WHO MADE IT: Director Matt Wolf has always felt an obsession with archival material and ephemera. This attraction towards lesser-known and forgotten histories led him to profile artists, radical activists, and cultural rebels. His previous films like “Wild Combination” and “Teenage” both show his dedication to reconsidering counter-narratives and contentious figures in the recent past. By profiling Marion Stokes, he highlights that the Philadelphia access TV producer, civil rights demonstrator, activist, librarian, and archivist was a unique voice of her time. 
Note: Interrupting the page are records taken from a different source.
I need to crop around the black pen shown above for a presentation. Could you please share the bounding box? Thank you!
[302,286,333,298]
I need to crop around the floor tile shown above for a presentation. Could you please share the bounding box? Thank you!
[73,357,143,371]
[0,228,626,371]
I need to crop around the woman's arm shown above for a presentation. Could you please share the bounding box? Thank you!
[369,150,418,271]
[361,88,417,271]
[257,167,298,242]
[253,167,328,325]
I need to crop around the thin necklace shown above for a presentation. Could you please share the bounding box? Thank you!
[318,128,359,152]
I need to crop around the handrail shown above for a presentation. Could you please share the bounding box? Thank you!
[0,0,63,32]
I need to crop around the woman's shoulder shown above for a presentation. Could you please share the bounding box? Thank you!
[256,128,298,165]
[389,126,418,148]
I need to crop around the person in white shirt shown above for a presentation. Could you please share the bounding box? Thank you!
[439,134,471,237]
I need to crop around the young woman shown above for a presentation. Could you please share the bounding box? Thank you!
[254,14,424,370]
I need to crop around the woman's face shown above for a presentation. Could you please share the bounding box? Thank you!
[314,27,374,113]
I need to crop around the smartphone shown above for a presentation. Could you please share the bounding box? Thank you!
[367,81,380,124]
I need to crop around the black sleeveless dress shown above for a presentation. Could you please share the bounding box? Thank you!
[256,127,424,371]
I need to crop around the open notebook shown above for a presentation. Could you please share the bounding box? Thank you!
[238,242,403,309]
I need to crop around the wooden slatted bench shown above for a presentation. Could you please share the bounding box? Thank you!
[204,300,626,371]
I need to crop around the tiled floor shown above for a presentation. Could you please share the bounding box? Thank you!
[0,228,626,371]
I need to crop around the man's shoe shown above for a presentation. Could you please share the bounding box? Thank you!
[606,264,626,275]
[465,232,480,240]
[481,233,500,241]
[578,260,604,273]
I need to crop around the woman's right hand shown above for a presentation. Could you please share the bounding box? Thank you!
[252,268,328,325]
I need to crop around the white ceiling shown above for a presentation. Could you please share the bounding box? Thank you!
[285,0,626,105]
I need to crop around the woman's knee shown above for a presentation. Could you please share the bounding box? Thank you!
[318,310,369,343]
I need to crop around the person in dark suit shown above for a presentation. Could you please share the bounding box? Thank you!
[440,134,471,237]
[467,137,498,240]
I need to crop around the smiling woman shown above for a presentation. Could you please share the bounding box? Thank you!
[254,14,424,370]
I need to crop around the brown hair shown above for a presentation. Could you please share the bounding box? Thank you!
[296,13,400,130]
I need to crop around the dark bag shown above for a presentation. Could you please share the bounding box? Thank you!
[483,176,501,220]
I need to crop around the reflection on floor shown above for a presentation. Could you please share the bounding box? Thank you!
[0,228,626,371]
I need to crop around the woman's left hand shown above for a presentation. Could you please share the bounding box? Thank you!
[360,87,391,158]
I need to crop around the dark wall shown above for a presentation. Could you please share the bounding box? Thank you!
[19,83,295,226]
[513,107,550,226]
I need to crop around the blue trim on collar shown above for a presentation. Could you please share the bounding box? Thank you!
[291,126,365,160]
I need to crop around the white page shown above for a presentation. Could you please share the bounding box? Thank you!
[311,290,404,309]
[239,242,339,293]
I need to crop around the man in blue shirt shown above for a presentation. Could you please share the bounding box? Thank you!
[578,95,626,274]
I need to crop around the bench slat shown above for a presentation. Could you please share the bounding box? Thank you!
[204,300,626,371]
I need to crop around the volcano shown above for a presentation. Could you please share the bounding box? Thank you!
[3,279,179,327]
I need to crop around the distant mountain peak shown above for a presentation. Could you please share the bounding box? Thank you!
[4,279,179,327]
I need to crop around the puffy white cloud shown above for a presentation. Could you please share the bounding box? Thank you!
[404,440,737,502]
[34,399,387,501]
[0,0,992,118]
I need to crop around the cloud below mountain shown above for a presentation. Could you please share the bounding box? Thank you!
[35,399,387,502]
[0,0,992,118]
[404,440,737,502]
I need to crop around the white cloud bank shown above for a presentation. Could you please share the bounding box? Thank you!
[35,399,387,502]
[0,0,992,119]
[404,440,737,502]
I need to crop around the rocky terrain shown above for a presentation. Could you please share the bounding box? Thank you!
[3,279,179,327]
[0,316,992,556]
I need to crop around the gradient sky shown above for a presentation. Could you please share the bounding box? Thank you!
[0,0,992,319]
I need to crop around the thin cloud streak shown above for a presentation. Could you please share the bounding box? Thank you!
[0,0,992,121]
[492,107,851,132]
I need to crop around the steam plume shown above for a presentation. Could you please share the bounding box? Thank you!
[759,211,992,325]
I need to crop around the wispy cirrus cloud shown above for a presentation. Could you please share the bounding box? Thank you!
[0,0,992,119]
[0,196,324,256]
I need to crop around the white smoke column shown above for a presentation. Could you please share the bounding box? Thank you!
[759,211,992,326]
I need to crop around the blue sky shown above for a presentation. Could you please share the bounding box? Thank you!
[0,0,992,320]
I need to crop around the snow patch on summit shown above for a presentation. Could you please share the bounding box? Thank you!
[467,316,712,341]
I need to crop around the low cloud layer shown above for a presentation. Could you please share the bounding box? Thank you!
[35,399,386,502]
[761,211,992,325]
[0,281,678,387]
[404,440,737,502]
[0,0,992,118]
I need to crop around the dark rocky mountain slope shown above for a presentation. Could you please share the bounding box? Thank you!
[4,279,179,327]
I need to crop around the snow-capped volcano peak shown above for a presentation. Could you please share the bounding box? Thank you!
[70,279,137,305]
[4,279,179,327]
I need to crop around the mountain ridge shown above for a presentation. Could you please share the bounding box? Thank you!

Early on, Stokes became interested in communist ideology and lived in Cuba for a few years, which earned her a case file with the FBI. Back in the United States, she engaged in civil rights issues like helping organize buses to the 1963 civil rights march on Washington, DC. In 1977, she began casually recording television programs until the 24-hour news cycle inspired her to record continuously, often waking up in the middle of the night to set up a new six-hour tape late at night. 
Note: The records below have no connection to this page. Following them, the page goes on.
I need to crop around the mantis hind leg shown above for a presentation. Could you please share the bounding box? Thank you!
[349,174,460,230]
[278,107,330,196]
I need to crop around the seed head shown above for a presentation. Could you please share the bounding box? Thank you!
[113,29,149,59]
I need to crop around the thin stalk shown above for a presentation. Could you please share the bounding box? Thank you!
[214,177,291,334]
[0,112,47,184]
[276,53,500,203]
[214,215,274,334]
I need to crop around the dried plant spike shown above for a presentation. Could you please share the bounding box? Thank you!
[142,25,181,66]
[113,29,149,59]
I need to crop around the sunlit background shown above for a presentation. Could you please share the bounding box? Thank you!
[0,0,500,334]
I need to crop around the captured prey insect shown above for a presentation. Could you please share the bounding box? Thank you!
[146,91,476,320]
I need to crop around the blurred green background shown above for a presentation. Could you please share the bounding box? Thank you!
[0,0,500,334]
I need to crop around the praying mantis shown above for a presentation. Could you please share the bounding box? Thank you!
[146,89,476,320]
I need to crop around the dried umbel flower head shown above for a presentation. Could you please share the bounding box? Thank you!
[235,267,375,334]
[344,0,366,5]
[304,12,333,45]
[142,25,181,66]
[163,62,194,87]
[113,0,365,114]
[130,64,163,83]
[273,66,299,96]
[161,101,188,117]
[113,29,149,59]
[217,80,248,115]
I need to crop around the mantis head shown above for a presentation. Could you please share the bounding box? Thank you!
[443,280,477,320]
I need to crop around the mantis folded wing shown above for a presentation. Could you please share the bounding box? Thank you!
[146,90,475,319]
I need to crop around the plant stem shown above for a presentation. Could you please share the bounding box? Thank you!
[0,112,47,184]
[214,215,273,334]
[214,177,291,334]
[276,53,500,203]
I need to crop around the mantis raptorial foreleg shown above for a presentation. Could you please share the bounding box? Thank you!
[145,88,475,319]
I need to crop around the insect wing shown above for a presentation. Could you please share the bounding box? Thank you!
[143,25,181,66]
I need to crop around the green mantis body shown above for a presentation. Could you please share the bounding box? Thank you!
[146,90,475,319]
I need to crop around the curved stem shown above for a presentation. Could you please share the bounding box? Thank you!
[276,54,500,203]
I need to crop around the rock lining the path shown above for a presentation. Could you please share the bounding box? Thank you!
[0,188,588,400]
Her son, Michael Metelits, recalls that the practice drove them apart for many years because of her fixation on the news and always being right about the facts presented to public knowledge. After her death, Metelits discovered that Stokes had bequeathed her entire collection to him, showing that although they fought often, she only trusted him to know what to do with the tapes. So, he donated the entire archive of 71,716 VHS and Betamax tapes to the Internet Archive, a nonprofit organization creating a digital library providing free public access to collections of digitized materials, including websites, software applications, and games, music, movies, and videos, and public-domain books. The Internet Archive is also an activist organization that advocates a free and open Internet.
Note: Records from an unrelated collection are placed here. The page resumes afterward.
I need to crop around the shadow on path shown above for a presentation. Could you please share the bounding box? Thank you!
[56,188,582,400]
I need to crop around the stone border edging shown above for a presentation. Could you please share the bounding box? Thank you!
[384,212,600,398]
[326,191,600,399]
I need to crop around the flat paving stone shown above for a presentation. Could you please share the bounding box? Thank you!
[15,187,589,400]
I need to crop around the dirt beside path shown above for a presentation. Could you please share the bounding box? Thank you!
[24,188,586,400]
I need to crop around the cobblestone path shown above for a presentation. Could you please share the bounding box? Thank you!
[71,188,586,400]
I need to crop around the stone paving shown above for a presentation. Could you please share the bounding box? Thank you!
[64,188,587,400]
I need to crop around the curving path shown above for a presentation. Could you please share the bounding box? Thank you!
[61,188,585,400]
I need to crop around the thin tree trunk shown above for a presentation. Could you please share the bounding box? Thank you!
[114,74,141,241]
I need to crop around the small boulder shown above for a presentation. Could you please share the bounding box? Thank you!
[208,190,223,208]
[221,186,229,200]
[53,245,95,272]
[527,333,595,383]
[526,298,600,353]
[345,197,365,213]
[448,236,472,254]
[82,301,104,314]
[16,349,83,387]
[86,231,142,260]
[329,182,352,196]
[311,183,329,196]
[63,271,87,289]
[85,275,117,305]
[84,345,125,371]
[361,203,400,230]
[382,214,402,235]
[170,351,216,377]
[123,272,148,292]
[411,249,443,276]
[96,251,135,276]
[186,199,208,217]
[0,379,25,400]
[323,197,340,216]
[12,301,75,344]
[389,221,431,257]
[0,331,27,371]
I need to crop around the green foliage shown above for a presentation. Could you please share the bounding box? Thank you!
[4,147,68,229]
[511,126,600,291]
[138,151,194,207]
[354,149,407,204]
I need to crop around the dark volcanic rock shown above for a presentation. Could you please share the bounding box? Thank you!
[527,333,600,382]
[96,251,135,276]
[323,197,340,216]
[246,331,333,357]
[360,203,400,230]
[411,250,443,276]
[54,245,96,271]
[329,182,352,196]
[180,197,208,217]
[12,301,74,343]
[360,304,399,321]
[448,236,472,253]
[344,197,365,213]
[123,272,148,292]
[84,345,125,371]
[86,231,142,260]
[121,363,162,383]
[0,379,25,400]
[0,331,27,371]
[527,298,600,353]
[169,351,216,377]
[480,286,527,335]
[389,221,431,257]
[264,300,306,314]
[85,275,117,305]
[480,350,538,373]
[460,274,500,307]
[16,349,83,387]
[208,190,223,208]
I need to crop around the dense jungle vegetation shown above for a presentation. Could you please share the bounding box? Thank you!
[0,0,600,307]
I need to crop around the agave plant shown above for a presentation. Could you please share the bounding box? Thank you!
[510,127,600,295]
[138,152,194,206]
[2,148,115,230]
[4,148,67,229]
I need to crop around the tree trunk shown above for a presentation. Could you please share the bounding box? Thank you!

WHY DO WE CARE: “Recorder” excels as an intimate profile of a radical activist whose work might have otherwise gone completely unnoticed. As the film unfolds, it depicts a contentious character plagued with the need to uncover the most accurate details of every story. From her beginnings as a communist activist to her decision to record television programming 24 hours a day, Marion Stokes always exhibited a deeply political engagement to educate the public on the images that construct their view of society. Even though her fears that the US may become a police state, as well as personal abandonment issues drove Stokes’ project forward, a deeper, more intimate relationship with the media is revealed in the documentary. Her footage effectively functions as a commentary on her dedication to this recording project and lives on within this documentary. In one instance, her son discusses the six-hour arguments caused by his mother’s hawk-eyed attention to detail, and Stokes’ own recorded television clips play out scenes from the popular game show “Family Feud.” Although she had an intense personality that caused her sometimes to push away her loved ones, she also grasped them as closely as possible to her heart, trying to seize every extra bit of control. Ultimately, Marion Stokes’ death silenced a level of frenetic noise that only then revealed a rhythm of sentimental conscientiousness.

WHY YOU SHOULD WATCH: Marion Stokes’ choice of action seems unnecessary within the contemporary digital landscape, but it’s this position against the futility of the rapid development of media technology that reveals the clever subtlety of her archival efforts. By recording television every day for 30 years, she gifted the later generations with the possibility of not only reconstructing the way influential events of the past were covered but also comparing the way news cycles compared and coincided in real-time. It is not only through the narratives and the footage but also through timing, measuring, and presentation of the news, that the bigger story about the politics of newsmaking emerges. But Stokes did not stop at news programs. By also recording sitcoms and community access programs, Stokes created documents that represent the social landscape of the time, which can be used to better understand class dynamics, racial biases, and gender disparities. Without these documents, these issues would face a higher risk of disappearing into the ether of historical past imagined by a contemporary collective memory that’s molded through current prevalent media influence. Just as well, these issues might go completely undetected without a document to reflect upon because of the ways people often appropriate cultural trends and experiences.

 In this way, “Recorder” offers a method for confronting the construction of different kinds of truths and nonfiction narratives in society. Wolf approaches each subject with a distinct sense of care for every minuscule detail that contributes to their story, thus crafting careful examinations that illuminate people and ideas otherwise cast in the shadows of the dominant norms of their society. While political discourses weigh heavily upon the material he presents, he holds back from making any specific claims in his profile of Marion Stokes. By creating “Recorder,” Wolf promotes a source that might have lost its power due to the unfortunate dilution of the contemporary, targeted media deluge, but also creates his own archival narrative that supports individual reflection and analysis of all of the information that a person can access concerning a specific issue. Especially in the current information hierarchy supported by dominant public archives crafted in the hands of particular corporations, Wolf’s approach to Stokes’ story becomes a relevant examination of the human relationship with historical and cultural documents, the access to those documents, and the choice to preserve information. Wolf’s film is a work that weaves a tale of human interest with profound reflections on media theory and allows viewers to peruse some of Marion Stokes’ most remarkable recordings. An exhaustive, yet nourishing look into an act of civil courage and apparent eccentricity, “Recorder” refuses to psychoanalyze its protagonist and instead, portrays her as she strove to represent herself to others: a rebel with a cause.